Philosophy: What is “Fair”?#

What does it mean for a machine learning model to be “fair”, “non-discriminatory”, or “just”? Questions of what is right or wrong have long been studied by philosophers studying ethics. Formally, ethics is a branch of philosophy that considers a systematic reflection on morality: the totality of opinions, decisions, and actions with which people express, individually or collectively, what they think is good or right 1.

We can distinguish two major branches of ethics. Descriptive ethics considers describing existing morality. This branch of ethics involves describing and analyzing how people live to draw general conclusions about what they consider moral. Normative ethics, on the other hand, is a branch of ethics that involves formulating how to judge what is right and what is wrong. When we talk about ethics in the context of machine learning, we usually consider normative decision-making.

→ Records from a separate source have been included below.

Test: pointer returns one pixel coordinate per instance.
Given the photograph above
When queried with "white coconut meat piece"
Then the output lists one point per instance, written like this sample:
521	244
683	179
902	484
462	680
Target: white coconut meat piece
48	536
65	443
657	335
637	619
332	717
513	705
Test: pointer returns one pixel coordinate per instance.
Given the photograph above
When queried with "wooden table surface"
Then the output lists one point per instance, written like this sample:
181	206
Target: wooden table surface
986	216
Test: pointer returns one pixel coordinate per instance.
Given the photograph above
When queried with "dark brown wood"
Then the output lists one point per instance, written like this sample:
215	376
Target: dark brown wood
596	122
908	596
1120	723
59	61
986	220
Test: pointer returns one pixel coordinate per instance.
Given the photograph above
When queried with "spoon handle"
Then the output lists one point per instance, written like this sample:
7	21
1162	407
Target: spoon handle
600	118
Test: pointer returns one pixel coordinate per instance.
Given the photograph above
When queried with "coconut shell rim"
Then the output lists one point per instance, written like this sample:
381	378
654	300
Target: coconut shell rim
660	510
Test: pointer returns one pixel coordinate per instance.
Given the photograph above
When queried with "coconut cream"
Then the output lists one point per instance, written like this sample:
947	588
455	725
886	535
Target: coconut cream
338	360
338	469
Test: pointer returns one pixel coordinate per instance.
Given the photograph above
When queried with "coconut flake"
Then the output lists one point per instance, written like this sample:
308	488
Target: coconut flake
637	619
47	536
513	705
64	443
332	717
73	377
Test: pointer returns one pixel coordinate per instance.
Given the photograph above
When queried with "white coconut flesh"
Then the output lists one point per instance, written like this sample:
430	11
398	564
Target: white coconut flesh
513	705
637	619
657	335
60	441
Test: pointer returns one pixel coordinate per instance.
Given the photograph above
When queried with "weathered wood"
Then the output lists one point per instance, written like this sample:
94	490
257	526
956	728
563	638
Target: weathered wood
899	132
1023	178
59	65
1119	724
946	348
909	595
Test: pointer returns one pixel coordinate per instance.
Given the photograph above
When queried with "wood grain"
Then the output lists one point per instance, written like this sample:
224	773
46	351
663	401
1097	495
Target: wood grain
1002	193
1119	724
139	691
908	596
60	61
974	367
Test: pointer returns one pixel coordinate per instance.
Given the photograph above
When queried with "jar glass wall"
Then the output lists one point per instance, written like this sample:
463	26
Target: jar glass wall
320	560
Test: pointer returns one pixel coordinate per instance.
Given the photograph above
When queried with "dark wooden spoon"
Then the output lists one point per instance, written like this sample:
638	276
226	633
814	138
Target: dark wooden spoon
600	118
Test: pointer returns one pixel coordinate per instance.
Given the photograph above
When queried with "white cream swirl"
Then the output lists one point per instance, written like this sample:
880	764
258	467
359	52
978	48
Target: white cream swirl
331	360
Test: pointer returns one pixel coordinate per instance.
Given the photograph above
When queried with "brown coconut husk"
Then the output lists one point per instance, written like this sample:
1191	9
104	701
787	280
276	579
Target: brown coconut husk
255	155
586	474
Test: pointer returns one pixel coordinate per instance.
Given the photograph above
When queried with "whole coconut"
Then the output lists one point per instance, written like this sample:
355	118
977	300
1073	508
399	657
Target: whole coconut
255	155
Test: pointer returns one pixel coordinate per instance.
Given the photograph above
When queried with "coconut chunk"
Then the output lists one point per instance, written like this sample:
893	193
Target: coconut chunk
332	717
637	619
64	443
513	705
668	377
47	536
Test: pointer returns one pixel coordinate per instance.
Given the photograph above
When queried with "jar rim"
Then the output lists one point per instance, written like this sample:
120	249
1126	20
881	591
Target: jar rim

At the basis of normative decision-making lie values. Values are beliefs about what is important (‘valuable’) in life. In the context of normative ethics, moral values refer to a person’s general beliefs about what is right and what is wrong. 1 define moral values as follows: convictions or matters that people feel should be strived for in general and not just for themselves to be able to lead a good life or to realize a just society. Examples of values are honesty, compassion, fairness, courage, and generosity. Within a society, shared values may be translated into a set of rules about how people ought to act. Such a rule, which prescribes what actions are required, permitted, or forbidden is often referred to as a moral norm.

Considering concepts of fairness, justice, and discrimination, perhaps one of the most influential schools of thought in philosophy is egalitarianism. In this section, we consider algorithmic fairness metrics and mitigation algorithms through this lens.

Egalitarianism#

Group fairness metrics require some form of equality across groups. Given this characteristic, several scholars have suggested that the philosophical perspective of egalitarianism may provide an ethical framework to understand and justify group fairness metrics 2345. Egalitarianism is centered around distributive justice: the just allocation of benefits and burdens.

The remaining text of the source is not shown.